Basé sur des statistiques qui amènent Roy à « se montrer plutôt pessimiste sur l’avenir des Franco-Manitobains » (Ricard 406), cet interlude plaintif qui éclaire la situation inextricable de la minorité francophone, confrontée à l’assimilation ou à l’exode vers le Québec, cible la lutte pour la survie linguistique « vive et difficile ». Il atteint son apogée lorsque, après une séance d’observation de Saint-Boniface à distance, du parapet du pont Norwood, d’où elle contemple ses dômes et ses flèches, la narratrice revient sur la « solitude » (118) de cet îlot francophone, sur sa « résistance farouche » (118) et sur « ce je ne sais quoi de pathétique qui émane d’elle [de la ville] près de sa rêveuse rivière Rouge » (118). Sa réflexion est suivie d’un aveu interstitiel pour le moins brutal : « Et je sens monter en moi une angoisse » (118). À la manière d’un lapsus aigu et révélateur qui produit un « espace haptique » (Deleuze 99), le lecteur saisit chez Roy l’âpreté de la désolation face à la perte de l’héritage francophone auquel ont contribué ses ancêtres10. Or, dans la version republiée de l’essai B, cette divulgation se trouve neutralisée par une note infrapaginale où la narratrice, après un hiatus de 15 ans, se ravise, déclarant qu’« [a]ujourd’hui, en 1977, mon sentiment est plus serein. Maints signes m’inclinent à espérer que pourrait renaître ici [...] l’attachement à notre origine et à notre destin particulier tel que je l’ai connu dans mon enfance et qui m’a profondément marquée » (118). S’il est vrai, comme le souligne Labonté (102), que Roy avait l’habitude de remanier la fin de certains de ses reportages — la modification, en l’occurrence, dictée par le thème plutôt « idyllique » (Ricard 426) du recueil —, une ambivalence persiste.

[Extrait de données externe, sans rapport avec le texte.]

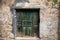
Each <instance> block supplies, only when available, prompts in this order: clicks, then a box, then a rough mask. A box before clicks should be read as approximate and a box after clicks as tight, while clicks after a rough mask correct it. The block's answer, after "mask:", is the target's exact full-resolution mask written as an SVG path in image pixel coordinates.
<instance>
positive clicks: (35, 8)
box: [12, 7, 40, 39]
mask: <svg viewBox="0 0 60 40" xmlns="http://www.w3.org/2000/svg"><path fill="white" fill-rule="evenodd" d="M16 9H19V10H21V9H23V10H24V9H28V10H29V9H31V10H39V38H40V8H19V7H17V8H13V9H12V21H13V22H12V24H13V25H12V27H13V28H12V29H13V30H12V31H13V34H14V39H16V21H17V20H16Z"/></svg>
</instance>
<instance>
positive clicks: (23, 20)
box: [16, 11, 38, 37]
mask: <svg viewBox="0 0 60 40" xmlns="http://www.w3.org/2000/svg"><path fill="white" fill-rule="evenodd" d="M16 15H17V34H18V36H19V35H20V36H23V37H24V36H32V37H34V36H35V35H36V33H35V31H34V30H36V28H37V26H38V23H37V22H38V20H37V19H38V12H36V11H19V12H17V14H16Z"/></svg>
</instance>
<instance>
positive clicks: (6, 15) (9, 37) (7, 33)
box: [0, 0, 13, 40]
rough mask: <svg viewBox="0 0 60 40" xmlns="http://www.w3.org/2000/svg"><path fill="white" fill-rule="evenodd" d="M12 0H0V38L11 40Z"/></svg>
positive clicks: (2, 39) (12, 34) (11, 39)
mask: <svg viewBox="0 0 60 40" xmlns="http://www.w3.org/2000/svg"><path fill="white" fill-rule="evenodd" d="M12 1H13V0H0V40H12V39H13V34H12V17H11V11H10V6H12V4H13V3H12Z"/></svg>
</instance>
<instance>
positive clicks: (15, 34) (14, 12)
mask: <svg viewBox="0 0 60 40" xmlns="http://www.w3.org/2000/svg"><path fill="white" fill-rule="evenodd" d="M13 30H14V40H16V38H15V37H16V10H15V9H13Z"/></svg>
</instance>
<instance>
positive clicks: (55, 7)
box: [29, 0, 59, 40]
mask: <svg viewBox="0 0 60 40" xmlns="http://www.w3.org/2000/svg"><path fill="white" fill-rule="evenodd" d="M29 1H30V3H38V4H40V5H41V6H43V7H44V8H41V9H40V38H41V40H58V14H59V13H58V4H55V5H52V3H53V2H52V1H51V0H49V1H48V0H37V1H36V0H29Z"/></svg>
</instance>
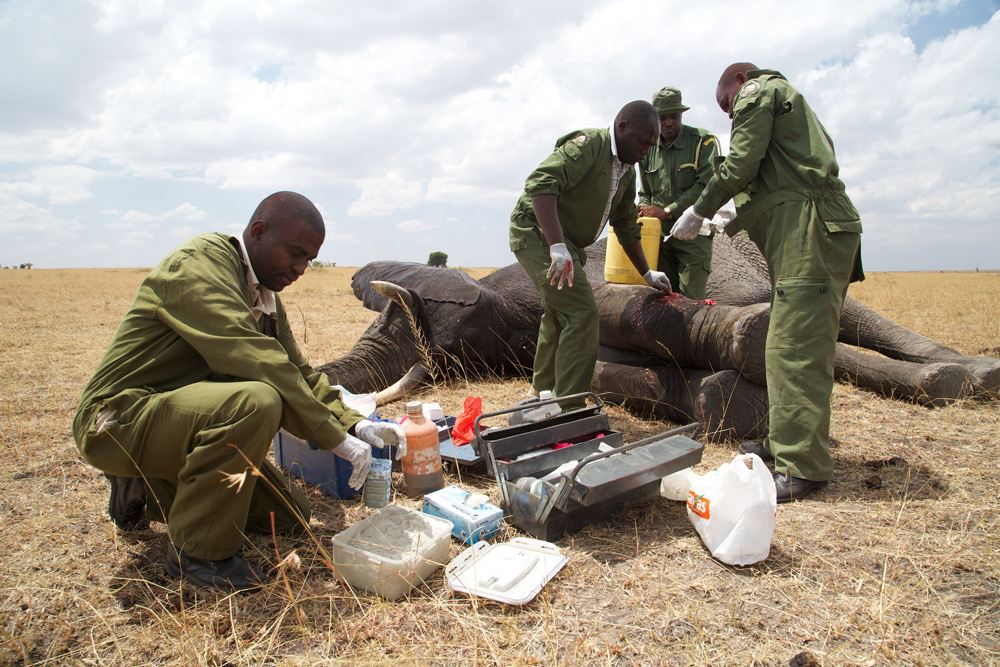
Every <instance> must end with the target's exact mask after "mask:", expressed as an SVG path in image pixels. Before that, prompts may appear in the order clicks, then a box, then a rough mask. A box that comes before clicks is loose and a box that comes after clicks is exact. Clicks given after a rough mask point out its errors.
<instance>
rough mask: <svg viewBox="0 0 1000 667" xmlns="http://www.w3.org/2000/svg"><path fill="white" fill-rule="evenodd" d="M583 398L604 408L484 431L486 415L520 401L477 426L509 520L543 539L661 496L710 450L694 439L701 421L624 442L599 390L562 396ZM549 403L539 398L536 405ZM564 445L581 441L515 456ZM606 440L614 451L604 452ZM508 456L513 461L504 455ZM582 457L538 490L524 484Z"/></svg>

Malgré la transposition du sentiment de l’angoisse à celui de l’espoir, le lecteur dénote en filigrane une certaine désespérance à peine voilée chez Roy en raison de l’emploi du conditionnel (« pourrait renaître »). Étant donné la rature qui n’en est pas une, le ton polémique discret, mais palpable, finit par influer sur le versant axiologique optimiste de l’article.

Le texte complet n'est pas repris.